Nyunwe is about five to six hours away in an intensely windy road so if you get car sick, brace yourself. After a pit stop for some snacks (Ileana was craving Pringles but had to settle for generic butter cookies) and a few bathroom breaks, we arrived at our first activity of the day. A short hike down to a series of hanging bridges over the tree canopy. Definitely worth the hike. There’s three bridges with the second one crossing over from one ridge to the next where you get the most amazing view of the hills and forests of Rwanda. The excitement was short lived because once you’re done with the third one, you realize the entire way back is uphill, a steep uphill. Ileana basically ran up the mountain while me and the two guides followed a more slow and steady wins the race mentality. We eventually got back to the car and drove out of the park, through these amazing tea plantations and arrived at our hotel for the night, or more like few hours before we had to wake up.
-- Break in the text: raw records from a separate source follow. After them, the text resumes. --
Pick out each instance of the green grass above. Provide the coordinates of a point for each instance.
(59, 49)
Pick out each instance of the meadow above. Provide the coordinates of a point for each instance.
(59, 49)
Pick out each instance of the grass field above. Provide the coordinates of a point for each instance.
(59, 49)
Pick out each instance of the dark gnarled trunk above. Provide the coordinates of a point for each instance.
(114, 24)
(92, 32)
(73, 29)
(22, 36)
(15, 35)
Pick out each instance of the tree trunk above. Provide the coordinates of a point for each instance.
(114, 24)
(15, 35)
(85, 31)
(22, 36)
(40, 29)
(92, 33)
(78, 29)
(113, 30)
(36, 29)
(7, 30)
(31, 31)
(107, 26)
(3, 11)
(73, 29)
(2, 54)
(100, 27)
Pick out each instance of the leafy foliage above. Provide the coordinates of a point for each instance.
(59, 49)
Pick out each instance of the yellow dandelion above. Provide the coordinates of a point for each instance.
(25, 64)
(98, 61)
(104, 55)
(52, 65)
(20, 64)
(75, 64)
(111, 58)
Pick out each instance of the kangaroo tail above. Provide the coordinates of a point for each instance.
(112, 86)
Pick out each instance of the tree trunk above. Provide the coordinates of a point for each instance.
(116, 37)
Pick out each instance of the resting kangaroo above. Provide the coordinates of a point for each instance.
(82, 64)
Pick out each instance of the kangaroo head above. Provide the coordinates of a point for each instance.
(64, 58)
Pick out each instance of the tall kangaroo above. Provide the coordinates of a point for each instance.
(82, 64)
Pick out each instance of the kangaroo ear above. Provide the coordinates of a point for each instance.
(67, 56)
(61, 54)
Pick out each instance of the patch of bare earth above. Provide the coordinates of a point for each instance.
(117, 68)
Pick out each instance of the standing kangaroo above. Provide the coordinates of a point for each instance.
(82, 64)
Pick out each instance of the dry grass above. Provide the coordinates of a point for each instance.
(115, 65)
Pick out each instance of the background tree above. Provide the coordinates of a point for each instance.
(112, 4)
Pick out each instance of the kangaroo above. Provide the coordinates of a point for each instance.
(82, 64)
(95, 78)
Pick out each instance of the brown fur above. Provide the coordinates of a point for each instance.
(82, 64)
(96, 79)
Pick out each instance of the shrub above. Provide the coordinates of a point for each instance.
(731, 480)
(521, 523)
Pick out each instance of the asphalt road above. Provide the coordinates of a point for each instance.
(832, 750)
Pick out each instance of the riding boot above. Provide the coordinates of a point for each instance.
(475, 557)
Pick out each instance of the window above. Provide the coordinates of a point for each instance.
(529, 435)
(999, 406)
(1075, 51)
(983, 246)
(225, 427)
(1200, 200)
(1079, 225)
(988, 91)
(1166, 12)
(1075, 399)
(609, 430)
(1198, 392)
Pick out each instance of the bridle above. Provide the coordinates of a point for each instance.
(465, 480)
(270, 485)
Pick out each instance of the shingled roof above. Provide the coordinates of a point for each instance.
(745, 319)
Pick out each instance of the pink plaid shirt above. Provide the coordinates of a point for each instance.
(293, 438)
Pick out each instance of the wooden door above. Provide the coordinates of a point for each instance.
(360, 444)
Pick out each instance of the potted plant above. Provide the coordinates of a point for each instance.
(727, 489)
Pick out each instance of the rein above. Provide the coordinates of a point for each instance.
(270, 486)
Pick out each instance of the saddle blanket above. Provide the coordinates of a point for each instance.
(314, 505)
Unlike gorillas, chimpanzees are early risers and incredibly active so the goal is to get to them as early as possible and follow them to where they will be eating during the day. We left the hotel at five in the morning and again drove about an hour on extra bumpy dirt roads until we got to the start of the hike. We were worried because chimpanzee trekking is known to take as long as 5 hours going up and down through the hills and we were definitely not prepared for this if it were to happen. As we begin the hike, we immediately notice its all downhill, all we think of is that the way back is going to be entirely uphill. Way earlier than anticipated, we begin hearing their screaming and leaves and trees moving all around us. We catch up to the trackers and they start pointing them out. We can barely manage to see them before they run down the hill or into thicker forest and disappear. Forget about the camera, we were barely managing to find them, all we could see were the leaves moving and a short glimpse of them. There were lots of them, about twenty or so and all around us they just moved so much that it was hard to keep track of them let alone take their photo.
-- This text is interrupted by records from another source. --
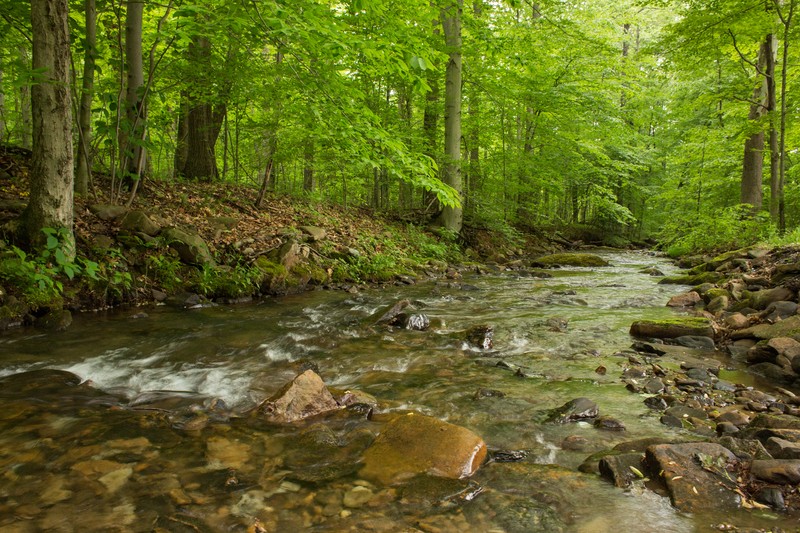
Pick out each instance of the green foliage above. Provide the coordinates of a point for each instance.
(37, 281)
(726, 229)
(166, 270)
(226, 282)
(109, 280)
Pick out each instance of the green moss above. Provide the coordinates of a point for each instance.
(696, 279)
(309, 273)
(572, 259)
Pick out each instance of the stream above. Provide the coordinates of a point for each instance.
(156, 440)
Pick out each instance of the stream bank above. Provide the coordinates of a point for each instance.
(164, 431)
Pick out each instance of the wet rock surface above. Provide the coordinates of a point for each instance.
(414, 444)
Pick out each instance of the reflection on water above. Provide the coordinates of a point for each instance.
(123, 456)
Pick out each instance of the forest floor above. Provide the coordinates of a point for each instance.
(289, 244)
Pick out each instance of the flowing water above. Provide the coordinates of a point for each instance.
(145, 445)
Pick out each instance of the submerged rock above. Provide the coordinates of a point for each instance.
(305, 396)
(695, 475)
(672, 328)
(572, 259)
(481, 336)
(573, 410)
(417, 444)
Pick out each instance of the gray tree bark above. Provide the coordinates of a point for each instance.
(133, 151)
(84, 169)
(51, 181)
(25, 104)
(753, 159)
(451, 217)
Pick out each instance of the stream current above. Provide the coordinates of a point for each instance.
(148, 446)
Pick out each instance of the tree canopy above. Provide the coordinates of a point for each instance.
(633, 119)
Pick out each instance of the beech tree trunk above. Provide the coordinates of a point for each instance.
(753, 159)
(84, 169)
(25, 104)
(133, 151)
(51, 179)
(203, 120)
(451, 217)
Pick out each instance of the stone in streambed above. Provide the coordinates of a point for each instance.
(573, 410)
(481, 336)
(622, 469)
(694, 474)
(572, 259)
(686, 299)
(305, 396)
(414, 444)
(779, 471)
(672, 328)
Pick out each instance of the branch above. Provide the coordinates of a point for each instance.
(741, 55)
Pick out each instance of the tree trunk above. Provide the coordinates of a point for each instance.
(430, 128)
(772, 105)
(753, 159)
(204, 120)
(309, 179)
(181, 137)
(133, 151)
(83, 172)
(51, 178)
(451, 217)
(2, 107)
(405, 193)
(25, 104)
(786, 19)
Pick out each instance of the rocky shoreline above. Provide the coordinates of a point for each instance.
(746, 446)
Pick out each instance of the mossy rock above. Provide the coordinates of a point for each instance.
(672, 328)
(789, 327)
(760, 300)
(693, 279)
(191, 248)
(309, 273)
(274, 274)
(572, 259)
(715, 293)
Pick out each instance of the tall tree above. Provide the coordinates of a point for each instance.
(51, 181)
(451, 216)
(84, 168)
(133, 150)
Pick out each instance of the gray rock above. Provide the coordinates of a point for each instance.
(686, 299)
(54, 320)
(139, 222)
(696, 475)
(314, 232)
(305, 396)
(762, 299)
(782, 449)
(573, 410)
(191, 248)
(108, 212)
(481, 336)
(779, 471)
(619, 469)
(780, 310)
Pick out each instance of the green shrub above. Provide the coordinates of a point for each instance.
(729, 229)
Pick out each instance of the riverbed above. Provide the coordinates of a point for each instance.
(157, 436)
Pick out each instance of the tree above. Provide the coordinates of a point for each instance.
(451, 216)
(134, 154)
(84, 169)
(51, 181)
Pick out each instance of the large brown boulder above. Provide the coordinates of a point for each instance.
(672, 328)
(417, 444)
(305, 396)
(696, 475)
Little by little, they began crossing the trail which gave us nice, clear visuals ofthem (mostly their butts). As they realized we were there, they became louder and louder, screaming like crazy, trying to intimidate us. Breaking branches and shaking smaller trees, jumping around and, to be honest, they did intimidate us. They’re fast and agile and incredibly strong, plus they’re completely wild (I know it’s obvious but gorillas and even lions don’t necessarily give you that sensation because they’re so calm and relaxed) so you always have that uneasiness because they could just go straight at you and there’s nothing you could do. It was exhilarating and an experience difficult to share because it’s basically impossible to get a good photo or video of them. You’ll see the ones I took, it’s better if you think of them as abstract photography.